University of Bristol, UK

"Modelling electrostatic sensory interactions between plants and polinators: a guide from AAA to Bee"

Plant-arthropod relationships are crucial to the health of global ecosystems and food production. Through co-evolution, arthropods have acquired a variety of novel senses in response to the emergence of floral cues such as scent, colour and shape.
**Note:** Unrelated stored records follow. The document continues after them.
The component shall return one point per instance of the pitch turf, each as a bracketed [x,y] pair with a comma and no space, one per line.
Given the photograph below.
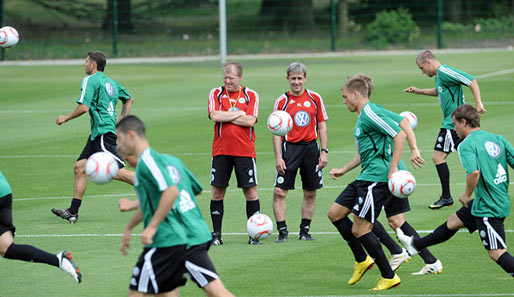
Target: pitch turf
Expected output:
[37,157]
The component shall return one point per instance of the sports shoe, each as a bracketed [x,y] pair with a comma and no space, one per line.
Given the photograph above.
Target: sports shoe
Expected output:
[66,263]
[254,241]
[216,239]
[359,268]
[304,235]
[406,241]
[65,214]
[443,201]
[435,268]
[399,259]
[387,283]
[282,236]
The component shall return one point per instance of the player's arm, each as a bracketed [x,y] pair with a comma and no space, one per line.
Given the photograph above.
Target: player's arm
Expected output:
[134,221]
[338,172]
[471,183]
[416,159]
[245,121]
[77,112]
[475,90]
[323,138]
[168,198]
[398,145]
[126,108]
[225,116]
[427,92]
[280,164]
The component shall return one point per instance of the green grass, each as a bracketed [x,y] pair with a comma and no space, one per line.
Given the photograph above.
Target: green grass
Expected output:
[37,157]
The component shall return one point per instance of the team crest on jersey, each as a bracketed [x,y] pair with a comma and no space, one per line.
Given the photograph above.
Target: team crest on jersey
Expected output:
[493,149]
[174,174]
[302,118]
[109,89]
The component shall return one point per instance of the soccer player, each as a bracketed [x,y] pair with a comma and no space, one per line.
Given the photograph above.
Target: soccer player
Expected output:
[394,208]
[99,96]
[234,110]
[159,174]
[485,157]
[448,89]
[23,252]
[380,142]
[299,150]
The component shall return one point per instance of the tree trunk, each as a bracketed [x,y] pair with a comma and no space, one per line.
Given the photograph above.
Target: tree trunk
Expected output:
[342,17]
[124,16]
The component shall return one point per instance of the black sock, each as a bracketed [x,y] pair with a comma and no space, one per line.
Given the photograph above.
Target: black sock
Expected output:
[386,239]
[427,256]
[344,226]
[444,177]
[252,207]
[74,207]
[305,225]
[216,215]
[506,261]
[30,254]
[440,234]
[372,244]
[281,226]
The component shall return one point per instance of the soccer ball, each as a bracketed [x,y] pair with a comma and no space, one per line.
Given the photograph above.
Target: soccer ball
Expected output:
[280,123]
[101,167]
[8,37]
[411,118]
[259,226]
[402,183]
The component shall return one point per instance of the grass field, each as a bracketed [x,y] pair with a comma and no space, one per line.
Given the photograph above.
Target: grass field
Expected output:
[37,157]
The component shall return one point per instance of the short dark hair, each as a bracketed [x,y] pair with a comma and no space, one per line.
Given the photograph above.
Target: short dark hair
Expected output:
[358,84]
[99,58]
[468,113]
[131,122]
[425,56]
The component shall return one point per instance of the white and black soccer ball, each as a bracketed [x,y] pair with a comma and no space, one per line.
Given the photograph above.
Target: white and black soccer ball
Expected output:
[101,167]
[8,37]
[402,183]
[411,118]
[259,226]
[280,123]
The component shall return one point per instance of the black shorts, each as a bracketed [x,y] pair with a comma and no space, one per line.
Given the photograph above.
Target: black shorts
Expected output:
[159,270]
[447,141]
[368,198]
[199,265]
[303,155]
[221,170]
[6,214]
[102,143]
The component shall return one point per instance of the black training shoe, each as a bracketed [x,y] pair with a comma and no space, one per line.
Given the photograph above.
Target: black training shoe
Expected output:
[304,235]
[65,214]
[443,201]
[254,241]
[216,239]
[282,236]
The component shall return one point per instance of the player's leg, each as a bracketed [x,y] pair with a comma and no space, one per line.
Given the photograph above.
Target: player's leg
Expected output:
[221,169]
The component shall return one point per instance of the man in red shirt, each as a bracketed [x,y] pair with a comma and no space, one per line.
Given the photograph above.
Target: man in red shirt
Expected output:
[299,149]
[234,110]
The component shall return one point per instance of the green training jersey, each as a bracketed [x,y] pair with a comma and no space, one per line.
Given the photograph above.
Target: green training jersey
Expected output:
[5,189]
[373,133]
[490,154]
[101,93]
[197,230]
[154,176]
[448,85]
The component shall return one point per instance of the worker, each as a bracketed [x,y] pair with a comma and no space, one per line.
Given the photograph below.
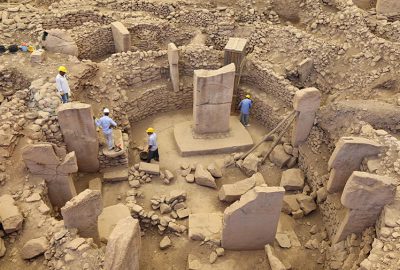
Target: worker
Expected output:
[153,147]
[106,124]
[244,107]
[62,84]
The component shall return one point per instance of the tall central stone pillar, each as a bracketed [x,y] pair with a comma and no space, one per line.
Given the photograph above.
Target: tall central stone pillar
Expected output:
[213,92]
[79,131]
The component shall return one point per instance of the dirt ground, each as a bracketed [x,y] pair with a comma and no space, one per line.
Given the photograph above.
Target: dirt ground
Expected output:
[202,200]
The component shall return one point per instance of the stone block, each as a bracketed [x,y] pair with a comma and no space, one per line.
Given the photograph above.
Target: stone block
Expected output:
[233,192]
[38,56]
[149,168]
[290,204]
[307,203]
[213,92]
[365,190]
[95,184]
[116,174]
[109,218]
[34,247]
[279,157]
[251,222]
[123,247]
[205,226]
[236,140]
[273,261]
[346,158]
[388,7]
[203,177]
[122,37]
[356,221]
[79,131]
[81,212]
[292,179]
[250,164]
[10,217]
[60,41]
[307,100]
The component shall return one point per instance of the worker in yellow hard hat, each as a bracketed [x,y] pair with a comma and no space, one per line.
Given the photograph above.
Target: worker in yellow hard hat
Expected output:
[153,147]
[62,84]
[244,107]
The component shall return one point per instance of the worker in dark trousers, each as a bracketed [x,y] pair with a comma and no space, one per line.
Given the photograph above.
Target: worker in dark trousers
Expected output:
[153,147]
[244,107]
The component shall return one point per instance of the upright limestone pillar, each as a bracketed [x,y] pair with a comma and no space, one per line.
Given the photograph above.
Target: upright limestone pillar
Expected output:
[82,211]
[213,91]
[235,52]
[79,131]
[173,59]
[121,36]
[306,102]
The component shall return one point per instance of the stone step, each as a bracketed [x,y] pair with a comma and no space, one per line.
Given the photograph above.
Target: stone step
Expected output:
[115,174]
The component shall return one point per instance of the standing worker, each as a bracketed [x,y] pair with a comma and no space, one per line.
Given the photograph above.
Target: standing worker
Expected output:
[153,147]
[62,84]
[244,107]
[106,124]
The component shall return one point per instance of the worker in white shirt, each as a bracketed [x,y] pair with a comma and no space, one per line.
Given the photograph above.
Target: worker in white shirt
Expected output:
[62,84]
[153,147]
[106,124]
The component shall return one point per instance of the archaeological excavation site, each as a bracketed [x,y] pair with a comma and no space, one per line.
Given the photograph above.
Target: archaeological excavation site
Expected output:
[199,134]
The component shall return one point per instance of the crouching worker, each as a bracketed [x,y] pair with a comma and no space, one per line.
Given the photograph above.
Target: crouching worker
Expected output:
[106,124]
[153,147]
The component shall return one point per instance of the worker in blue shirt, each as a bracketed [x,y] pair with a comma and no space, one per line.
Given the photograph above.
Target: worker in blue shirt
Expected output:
[153,146]
[244,107]
[106,124]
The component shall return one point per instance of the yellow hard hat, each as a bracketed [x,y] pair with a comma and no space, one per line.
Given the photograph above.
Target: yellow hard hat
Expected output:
[62,69]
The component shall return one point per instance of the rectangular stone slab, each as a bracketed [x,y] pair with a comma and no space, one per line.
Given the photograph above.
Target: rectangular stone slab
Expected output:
[205,225]
[149,168]
[251,222]
[238,139]
[122,37]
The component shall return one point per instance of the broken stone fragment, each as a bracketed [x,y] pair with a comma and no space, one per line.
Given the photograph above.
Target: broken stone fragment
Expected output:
[215,170]
[274,262]
[194,263]
[279,157]
[306,203]
[165,243]
[232,192]
[250,164]
[203,177]
[283,240]
[290,204]
[10,216]
[292,179]
[34,247]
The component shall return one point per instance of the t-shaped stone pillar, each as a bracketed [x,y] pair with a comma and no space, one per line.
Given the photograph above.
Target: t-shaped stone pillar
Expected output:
[42,160]
[213,91]
[306,102]
[81,212]
[173,59]
[79,131]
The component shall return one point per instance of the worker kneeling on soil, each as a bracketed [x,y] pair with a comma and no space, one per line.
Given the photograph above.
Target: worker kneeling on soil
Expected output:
[62,84]
[153,148]
[244,107]
[106,124]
The recent discovery that several terrestrial arthropods can sense electrical fields (e-fields) motivates the investigation of floral e-fields as part of their wider sensory ecology. That is, how does a flower's morphology and material properties produce and propagate detectable, ecologically relevant electrical signals? To investigate this, we modelled the e-field interior and exterior of a flower using a novel modification of the popular AAA-least squares algorithm, extending it to two domain boundary value problems. Physically, flowers typically act as dielectrics that inductively charge in the presence of a background electrical field, e.g. charged pollinators or the Earth's atmospheric potential gradient. We therefore present the development and application of this new method for these cases and discuss the biological relevance of the results for sensory and ecological studies. Our adapted AAA algorithm gives accurate and rapid results dependent on only three parameters: the relative permittivity of the flower, flower shape and the location of the pollinator(s). The results show how flowers display distinct information about their morphology, pollen availability and nearby pollinators, at distance, through the perturbed e-field. As well as how predators, such as the crab spider, can use flowers to mask their own electrical presence and draw in unsuspecting prey. The results of the two-dimensional AAA method also shows good qualitative agreement with equivalent three-dimensional finite element models. Biologically, our results highlight the significant role floral electrics may play in plant-pollinator and predator-prey relationships, unveiling previously unstudied facets.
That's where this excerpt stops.